According to a January 4th article put out by Reuters, "Here are some of the law's major provisions and when they were implemented or are set to take effect:
- Several consumer protection rules took effect in September, including allowing children to stay on their parents' health insurance plan until age 26, banning lifetime coverage limits and ending denial of coverage for children because of pre-existing health conditions.
- A temporary insurance program was created to help provide coverage to "high risk" patients with pre-existing conditions.
- A phase-in of tax credits began for certain small businesses that provide health insurance to workers."
And even more provisions kick in during 2011! For a full list of what is coming up and what you need to know at a glance,click here to download this Provisions Timetable.
We've been hearing about Health Care Reform for some time. Most business, both big and small, are confused and concerned about what the changes will mean to them. The following are some of the ways health care reform will begin to impact your business, you, and your family:
- Adult children on your policy.
- Pre-existing conditions.
- “Grandfathering” for all policies.
- Changes to Health Care Savings Accounts.

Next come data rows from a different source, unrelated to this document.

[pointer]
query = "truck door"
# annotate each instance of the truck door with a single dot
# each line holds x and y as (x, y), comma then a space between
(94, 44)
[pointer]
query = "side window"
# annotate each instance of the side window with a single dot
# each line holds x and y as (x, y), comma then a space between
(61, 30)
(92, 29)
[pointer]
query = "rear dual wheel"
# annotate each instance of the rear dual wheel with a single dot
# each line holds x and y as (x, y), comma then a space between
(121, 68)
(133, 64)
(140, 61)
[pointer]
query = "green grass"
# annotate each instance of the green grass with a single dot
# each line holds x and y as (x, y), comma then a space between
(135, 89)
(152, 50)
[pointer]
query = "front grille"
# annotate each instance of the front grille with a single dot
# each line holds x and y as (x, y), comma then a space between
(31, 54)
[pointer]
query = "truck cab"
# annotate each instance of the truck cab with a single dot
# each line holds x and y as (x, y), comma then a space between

- Subsidies for employers with Health Care plans.
How do you know what to expect? Where do you turn? Well, look no further! Vanasek Insurance Services has just released Reform Readiness Review™. This is a proprietary, complimentary, and no obligation service. Your personalized Reform Readiness Review™should take no longer than 3-5 minutes to complete. Once we recieve your information, we will be contacting you within 2-3 business days to review your Health Care Reform report customized for you and your company.
Information is Power! Know your rights! Find out exactly how this reform wil be impacing you, your business, and your family TODAY!
Follow this link to start your Reform Readiness Review™: http://www.reformreadinessreview.com
The new healthcare reform law gives a tax credit to certain small employers that provide healthcare coverage to their employees, effective with tax years beginning 2010.
The IRS has released a simple, 3-step worksheet for employers to use to determine if they qualify for the Small Business Health Care Tax Credit.
We believe this is good information for you to share with your clients and could prove to be a valuable prospecting tool as well.